Éric Laurent, por sua vez, em seu livro “O avesso da Biopolítica” faz uma leitura de Joyce e pontua a frase na qual Lacan propõe o acesso a seu parlêtre/falasser por natureza. Entendendo que a equivalência entre “ter um corpo” e “falar com o corpo” acarreta a seguinte dedução: ter um corpo equivale a falar com o corpo a tal ponto que o homem parlêtre/falasser. E acrescentando que o homem tenha um corpo, então tem, corolários exigentes que convertem o dispositivo instalado por Joyce no centro da tensão entre arte e natureza.

A tensão arte-natureza caracteriza a Joyce, seu projeto de arte não passa pelo naturalismo, nem com o simbolismo, temas que nutrem o debate do final do século XX. Opor natural a arte tem como intuito reconciliá-los no parlêtre/falasser por natureza. (Laurent, 2016).

Reuni neste trabalho referências da clínica da psicose e, entre elas, a degradação do objeto a como falso semblante é central, encontramos o comentário de Jacques-Alain Miller, a respeito deste momento do ensino de Lacan, em duas conferências proferidas no Rio (21 anos de intervalo), a de 1995 “A Imagem-Rainha” e a de 2016 “Habeas corpus”.

Entre a heresia e a ortodoxia, entre o sentido comum e a ortodoxia, entre o significante mestre e o objeto a, a escolha de Lacan pelo a se traduz pela prevalência da heresia em detrimento da ortodoxia. (Miller, Os Hereges (II) Da Heresia à Ortodoxia, 8 de julho 2017)
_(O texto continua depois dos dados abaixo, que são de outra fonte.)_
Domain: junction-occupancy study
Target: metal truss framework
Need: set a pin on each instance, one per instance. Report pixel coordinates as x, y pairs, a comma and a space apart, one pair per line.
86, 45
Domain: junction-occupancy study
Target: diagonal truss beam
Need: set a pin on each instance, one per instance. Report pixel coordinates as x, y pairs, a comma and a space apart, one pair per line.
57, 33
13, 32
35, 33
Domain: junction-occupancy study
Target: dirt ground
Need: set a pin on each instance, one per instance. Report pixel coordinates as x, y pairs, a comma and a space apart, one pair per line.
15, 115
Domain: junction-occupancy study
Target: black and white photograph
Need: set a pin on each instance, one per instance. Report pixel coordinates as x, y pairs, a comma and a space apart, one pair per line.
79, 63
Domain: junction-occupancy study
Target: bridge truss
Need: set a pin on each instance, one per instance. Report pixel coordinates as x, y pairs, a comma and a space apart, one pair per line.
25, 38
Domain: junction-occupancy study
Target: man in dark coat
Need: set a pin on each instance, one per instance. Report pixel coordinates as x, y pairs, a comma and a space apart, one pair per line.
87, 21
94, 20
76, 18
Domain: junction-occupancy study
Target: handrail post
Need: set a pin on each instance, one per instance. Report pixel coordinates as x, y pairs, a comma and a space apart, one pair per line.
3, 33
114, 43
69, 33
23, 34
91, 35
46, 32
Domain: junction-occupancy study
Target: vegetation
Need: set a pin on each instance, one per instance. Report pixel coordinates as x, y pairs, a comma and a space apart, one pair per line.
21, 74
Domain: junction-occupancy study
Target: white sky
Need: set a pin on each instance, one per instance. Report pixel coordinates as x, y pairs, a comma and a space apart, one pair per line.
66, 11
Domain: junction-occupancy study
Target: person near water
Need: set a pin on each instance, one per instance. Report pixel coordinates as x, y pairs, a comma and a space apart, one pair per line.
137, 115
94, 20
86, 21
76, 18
O lugar dado por Lacan à psicose, salvo no período de sua definição pela foraclusão do Nome do Pai, inclina-se sobre a ideia de uma escolha originária. (Miller, Os Hereges (II) Da Heresia à Ortodoxia, 8 de julho 2017).

Propor o sintagma da psicose ordinária inscreve uma prática fundamentada na busca da singularidade disjunta de qualquer universal, como escolha forçada inabalável, única forma de se colocar a psicose em análise.